Scientists used brain scanning, artificial intelligence, and speech synthesis, which turned brain patterns into a comprehensible verbal speech – progress that eventually could give voice to those without.
The scandal is Stephen Hawking is not alive to see this, as he may have received a real blow from him. The new speech system, developed by researchers at the Neuro-Acoustics Processing Laboratory at Columbia University in New York, is something that the late physicist can benefit.
Hawking had amyotrophic lateral sclerosis (ALS), a motor neuronal disease that took away his verbal speech, but continued to communicate using a computer and speech synthesizer. By using a stick-wrench switch, Hawking could present words on a computer that were read by a voice synthesizer. It was a bit boring, but it allowed Hawking to produce about a dozen words per minute.

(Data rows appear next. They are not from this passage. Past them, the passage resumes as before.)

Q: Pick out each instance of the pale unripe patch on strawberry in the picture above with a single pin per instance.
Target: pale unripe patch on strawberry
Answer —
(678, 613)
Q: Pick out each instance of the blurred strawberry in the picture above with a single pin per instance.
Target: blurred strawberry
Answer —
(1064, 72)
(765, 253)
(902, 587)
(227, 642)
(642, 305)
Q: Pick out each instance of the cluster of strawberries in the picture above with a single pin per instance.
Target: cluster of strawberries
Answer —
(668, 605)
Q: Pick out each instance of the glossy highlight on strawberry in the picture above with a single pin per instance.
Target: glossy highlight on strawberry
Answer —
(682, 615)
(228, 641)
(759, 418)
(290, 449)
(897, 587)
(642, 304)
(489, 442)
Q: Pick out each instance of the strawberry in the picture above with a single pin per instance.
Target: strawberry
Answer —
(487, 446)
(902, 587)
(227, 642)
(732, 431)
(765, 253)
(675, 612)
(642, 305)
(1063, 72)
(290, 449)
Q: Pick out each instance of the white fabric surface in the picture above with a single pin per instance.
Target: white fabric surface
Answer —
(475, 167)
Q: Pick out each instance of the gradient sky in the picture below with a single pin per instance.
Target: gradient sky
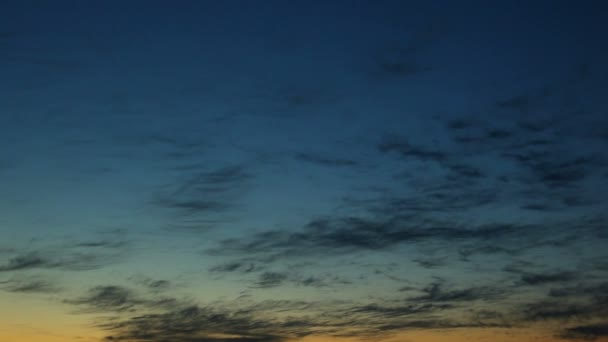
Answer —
(303, 171)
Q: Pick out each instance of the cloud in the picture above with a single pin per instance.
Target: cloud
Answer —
(434, 293)
(589, 332)
(547, 278)
(116, 299)
(197, 201)
(29, 285)
(325, 161)
(270, 279)
(405, 149)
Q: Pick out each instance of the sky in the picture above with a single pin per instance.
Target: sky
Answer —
(303, 171)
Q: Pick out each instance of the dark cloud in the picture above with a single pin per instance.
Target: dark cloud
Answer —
(406, 150)
(235, 266)
(435, 292)
(72, 261)
(29, 285)
(197, 200)
(116, 299)
(350, 233)
(325, 161)
(589, 332)
(270, 279)
(547, 278)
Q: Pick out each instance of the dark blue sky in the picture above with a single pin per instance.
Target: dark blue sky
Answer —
(303, 171)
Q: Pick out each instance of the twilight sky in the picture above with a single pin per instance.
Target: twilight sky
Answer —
(303, 171)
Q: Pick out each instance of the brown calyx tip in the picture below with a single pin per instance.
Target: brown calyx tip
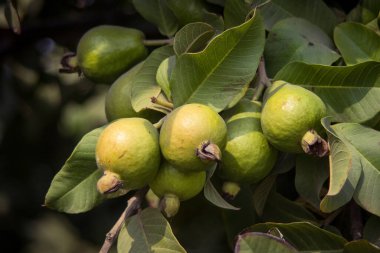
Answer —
(109, 183)
(69, 63)
(313, 144)
(209, 151)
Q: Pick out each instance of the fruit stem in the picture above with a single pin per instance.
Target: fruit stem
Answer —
(313, 144)
(161, 42)
(209, 151)
(155, 100)
(264, 81)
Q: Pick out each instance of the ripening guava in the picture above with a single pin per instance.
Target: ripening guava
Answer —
(105, 52)
(191, 137)
(173, 186)
(128, 152)
(247, 157)
(289, 112)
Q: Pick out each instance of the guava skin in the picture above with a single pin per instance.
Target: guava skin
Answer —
(118, 99)
(248, 157)
(185, 129)
(105, 52)
(170, 181)
(129, 148)
(288, 114)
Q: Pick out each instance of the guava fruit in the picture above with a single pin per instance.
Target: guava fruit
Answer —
(247, 157)
(173, 186)
(118, 99)
(128, 152)
(191, 137)
(291, 119)
(105, 52)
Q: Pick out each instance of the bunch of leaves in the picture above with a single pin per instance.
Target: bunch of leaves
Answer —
(213, 60)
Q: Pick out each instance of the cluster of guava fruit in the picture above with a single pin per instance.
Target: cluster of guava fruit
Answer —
(173, 158)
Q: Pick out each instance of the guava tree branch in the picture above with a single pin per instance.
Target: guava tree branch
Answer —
(133, 204)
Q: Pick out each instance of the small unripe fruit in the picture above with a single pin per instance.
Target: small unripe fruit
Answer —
(128, 152)
(192, 136)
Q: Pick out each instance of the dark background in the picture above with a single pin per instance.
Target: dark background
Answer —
(43, 114)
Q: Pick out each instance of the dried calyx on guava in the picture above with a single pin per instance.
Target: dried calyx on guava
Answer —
(128, 152)
(118, 99)
(192, 136)
(105, 52)
(291, 119)
(247, 157)
(173, 186)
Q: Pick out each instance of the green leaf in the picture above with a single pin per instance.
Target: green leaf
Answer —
(351, 93)
(148, 231)
(311, 173)
(73, 189)
(164, 73)
(212, 195)
(357, 43)
(217, 74)
(254, 242)
(158, 13)
(296, 39)
(145, 85)
(360, 246)
(281, 209)
(191, 11)
(364, 142)
(371, 230)
(235, 12)
(304, 236)
(12, 17)
(311, 10)
(192, 38)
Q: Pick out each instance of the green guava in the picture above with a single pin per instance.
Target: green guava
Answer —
(118, 99)
(291, 112)
(128, 152)
(191, 137)
(247, 157)
(105, 52)
(173, 186)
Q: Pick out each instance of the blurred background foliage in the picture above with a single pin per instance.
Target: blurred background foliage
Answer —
(43, 114)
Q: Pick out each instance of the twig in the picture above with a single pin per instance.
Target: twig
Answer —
(263, 81)
(133, 204)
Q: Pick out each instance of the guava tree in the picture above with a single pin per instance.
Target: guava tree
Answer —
(271, 108)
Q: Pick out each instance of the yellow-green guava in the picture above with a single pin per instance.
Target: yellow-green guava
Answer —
(173, 186)
(191, 137)
(289, 113)
(128, 152)
(247, 157)
(105, 52)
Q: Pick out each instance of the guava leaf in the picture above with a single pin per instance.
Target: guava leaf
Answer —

But imagine if Hawking did not have to manually select and activate the words. Indeed, some individuals, whether having ALS, a locked syndrome or recovering from a stroke, may not have the motor skills needed to control the computer, even with self-adjusting the cheek. Ideally, the artificial voice system would involve the thoughts of the individual directly to produce speech, thus eliminating the need for control of a computer.
The new research published today in Scientific Progress brings us an important step closer to that goal, but instead of attracting the inner thoughts of the individual to reconstruct the speech, he uses the brain patterns produced while listening to the speech.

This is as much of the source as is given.